Understand Table Statistics Using pg_stat_all_tables

Database monitoring, performance tuning and query optimization are critical operations for maintaining an efficient database system. A key component in PostgreSQL for this purpose is the pg_stat_all_tables view.

pg_stat_all_tables offers real time statistics on table activities such as number of sequential and index scans performed on a table, updates, deletes, inserts, and more. It also offers information on dead tuples along with vacuum and analyze stats which enables DB admins to make data-driven decisions. Here’s a table detailing the columns in the pg_stat_all_tables:

Column Name	Description
relid	The Object Identifier (OID) of the table.
schemaname	The name of the schema that contains the table.
relname	The name of the table.
seq_scan	Total no of sequential scans count on this table
last_seq_scan(Introduced in PG16)	The time of the last sequential scan on this table, based on the most recent transaction stop time.
seq_tup_read	The number of tuples read by sequential scans.
idx_scan	The number of index scans initiated on this table.
last_idx_scan(Introduced in PG16)	The time of the last index scan on this table, based on the most recent transaction stop time. It doesn’t provide information of which index was used during the latest scan.
idx_tup_fetch	The number of tuples fetched by index scans.
n_tup_ins	The number of tuples inserted into the table.
n_tup_upd	The number of tuples updated in the table.
n_tup_del	The number of tuples deleted from the table.
n_tup_hot_upd	The number of tuples ‘HOT’ updated (Heap-Only Tuples).
n_live_tup	The estimated number of live tuples in the table.
n_dead_tup	The estimated number of dead tuples in the table.
n_mod_since_analyze	The number of tuples modified since the last analyze operation.
n_ins_since_vacuum	Estimated number of rows inserted since this table was last vacuumed
last_vacuum	The timestamp of the last vacuum operation performed on this table.
last_autovacuum	The timestamp of the last automatic vacuum operation performed on this table.
last_analyze	The timestamp of the last analyze operation performed on this table.
last_autoanalyze	The timestamp of the last automatic analyze operation performed on this table.
vacuum_count	The number of times this table has been manually vacuumed.
autovacuum_count	The number of times this table has been auto-vacuumed.
analyze_count	The number of times this table has been manually analyzed.
autoanalyze_count	The number of times this table has been auto-analyzed.

For more detailed information, you can refer to PostgreSQL’s official documentation on monitoring statistics views: Monitoring Stats Views.

1: How to identify tables with the highest frequency of sequential scans in a PostgreSQL database?

SELECT

schemaname,

relname,

Seq_scan,

idx_scan

seq_tup_read,

seq_tup_read / seq_scan as avg_seq_read

FROM

pg_stat_all_tables

WHERE

seq_scan > 0

AND

schemaname not in (‘pg_catalog’,’information_schema’)

ORDER BY

Avg_seq_read DESC

LIMIT 10;

This query will list the top 10 tables based on the average number of tuples read in sequential scans (avg_seq_read).
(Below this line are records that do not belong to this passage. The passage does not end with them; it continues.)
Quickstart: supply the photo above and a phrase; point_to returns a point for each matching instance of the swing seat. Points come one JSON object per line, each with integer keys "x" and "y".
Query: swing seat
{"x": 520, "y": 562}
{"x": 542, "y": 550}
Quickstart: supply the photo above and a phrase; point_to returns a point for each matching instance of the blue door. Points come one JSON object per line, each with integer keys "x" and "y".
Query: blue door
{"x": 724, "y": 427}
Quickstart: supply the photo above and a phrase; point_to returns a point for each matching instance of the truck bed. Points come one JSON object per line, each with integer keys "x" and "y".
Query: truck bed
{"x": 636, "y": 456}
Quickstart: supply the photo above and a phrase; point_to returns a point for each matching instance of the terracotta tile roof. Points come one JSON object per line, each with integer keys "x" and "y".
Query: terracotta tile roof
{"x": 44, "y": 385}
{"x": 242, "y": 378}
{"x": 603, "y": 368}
We can also change the orderby clause to seq_scan parameter. Observing a high number of sequential scans with a low count of index scans on a table could indicate that the table may benefit from indexing, especially if the queries executed on this table frequently use WHERE clauses.

2: How to identify unused or infrequently accessed tables in postgresql?

SELECT

schemaname,

relname,

seq_scan,

Idx_scan,

(COALESCE(seq_scan, 0) + COALESCE(idx_scan, 0)) as total_scans_performed

FROM

pg_stat_all_tables

WHERE

(COALESCE(seq_scan, 0) + COALESCE(idx_scan, 0)) < 10

AND schemaname not in (‘pg_catalog’, ‘information_schema’)

ORDER BY

5 DESC;

This query will identify tables that have a total scan count of less than 10(threshold). In PostgreSQL v16, the addition of the last_seq_scan and last_idx_scan columns enables us to determine the Last Access Time of the tables.
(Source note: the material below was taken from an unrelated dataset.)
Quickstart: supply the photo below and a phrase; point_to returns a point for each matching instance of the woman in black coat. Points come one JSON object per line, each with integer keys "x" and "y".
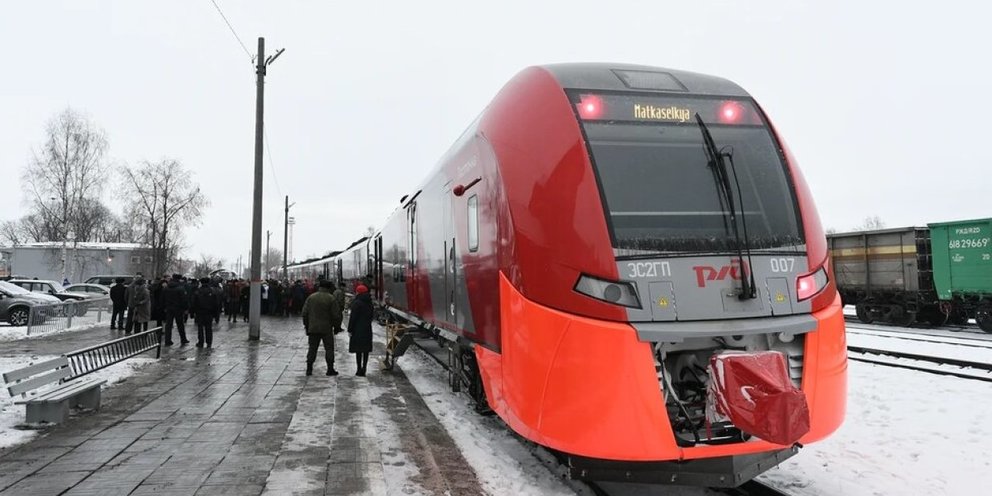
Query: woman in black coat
{"x": 360, "y": 328}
More from the Blog: Database Concurrency: Two phase Locking (2PL) to MVCC – Part 1

3: How to check the write activity of tables in PostgreSQL?

SELECT

st.schemaname,st.relname,

pg_size_pretty(pg_total_relation_size(st.relid)) as Total_Size,

st.seq_scan,

st.idx_scan,

st.n_tup_ins,

st.n_tup_upd,

st.n_tup_del,

st.n_tup_hot_upd,

st.n_tup_hot_upd * 100 / (case when st.n_tup_upd > 0 then st.n_tup_upd else 1 end) as hot_percentage

from pg_stat_all_tables st

WHERE st.schemaname not in (‘pg_catalog’,’information_schema’)

order by Total_Size DESC;

This data helps us grasp the DML activity on the table. The n_tup_upd and n_tup_hot_upd columns in the view indicate the total counts of regular and HOT(Heap-Only Tuple) updates for each table. It’s important to focus on tables with a low hot_percentage and a high frequency of write operations indicated by n_tup_ins, n_tup_upd. Regular monitoring of these statistics is beneficial in order to understand the write pattern.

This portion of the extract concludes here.